Genting Singapore’s Strong Finances Could Be Advantageous in Japan
Posted on: June 7, 2019, 08:35h.
Last updated on: June 7, 2019, 08:06h.
Genting Singapore Ltd. is one of seven major casino operators vying for one of Japan’s coveted gaming licenses. The group’s strong balance sheet could be an advantage in that quest.
Maybank Kim Eng Holdings Ltd regional gaming analyst Samuel Yin Shao Yang believes the Japanese government will carefully consider the financial sturdiness of companies bidding for licenses in the country and that Genting Singapore’s solid cash position puts it in the driver’s seat to eventually operate in the world’s third-largest economy.
While noting many US-based casino operators carry debt, “Genting Singapore is huge in net cash,” said Yang in an interview with The Edge Markets. “For that, the Japanese would probably prefer them.”
At the end of the first quarter, Genting Singapore had $754.40 million in free cash flow. The company $3.14 billion in cash on hand compared to $761.73 million in debt, giving it a net cash position of $2.38 billion.
US Rivals Carry Big Debt
In addition to Genting, the companies competing for Japan licenses include Galaxy Entertainment, Las Vegas Sands, Melco Resorts, MGM Resorts, Wynn Resorts, and a local alliance from Osaka.
Sands, the largest US-based casino operator, has debt burden of $11.9 billion. MGM and Wynn Resorts carry liabilities of $15 billion and $9.5 billion, respectively.
Yang said Japan wants to follow the Singapore casino model. While the island city-state is home to just two casinos, operators there have been able to maximize operating profitability while limiting some of the downside social risks, including increased crime and corruption.

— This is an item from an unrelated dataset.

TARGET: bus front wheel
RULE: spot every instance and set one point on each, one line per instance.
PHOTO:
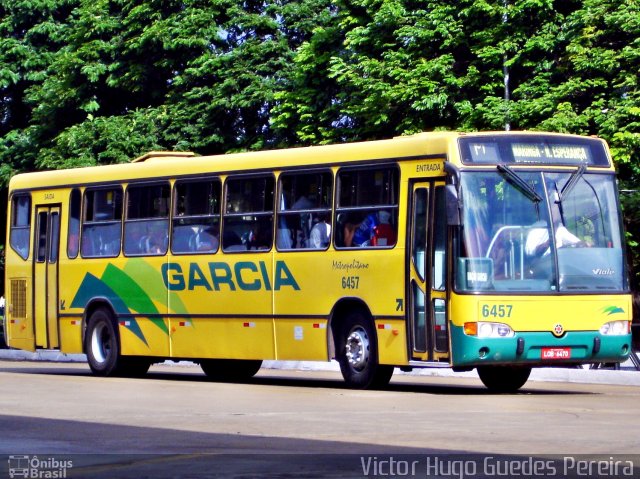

Though Yang did not say as much, Japan’s efforts to employ the Singapore model could also benefit Sands because it runs Marina Bay Sands, a property that is viewed as one of the company’s crown jewels.
While Sands may carry significantly more debt than Genting, analysts in the US do not view the Las Vegas-based company as highly leveraged and they believe Sands can easily meet interest obligations on its liabilities.
Still, Yang said it is possible Japanese regulators will remember that Sands paused construction on the Sands Cotai Central in Macau in 2009 following the global financial crisis (GFC).
“This time around, given that there may be another GFC brewing with the ongoing trade war, the Japanese probably want to work with someone who is in a net cash position,” said the analyst. “So, Genting will be in a favorable position.”
Not Practicing What It Preaches
Japan’s potential insistence on casino companies wishing to operate not carry big debt loads runs counter the country’s own fiscal practices. The country, Asia’s second-largest economy behind China, is a profligate borrower with obligations that are equivalent to 250 percent of its GDP. That is one of the worst debt-to-GDP ratios among major developed economies.
While Japan’s government is a big debtor, the model officials overseeing the country’s foray into casino gaming could be looking to emulate is from the nation’s corporate sector. Japanese companies are among top free cash generators in the developed world and the return on equity (ROE), net income divided by shareholder equity, for Japan’s benchmark Topix Index, is at its highest levels in decades.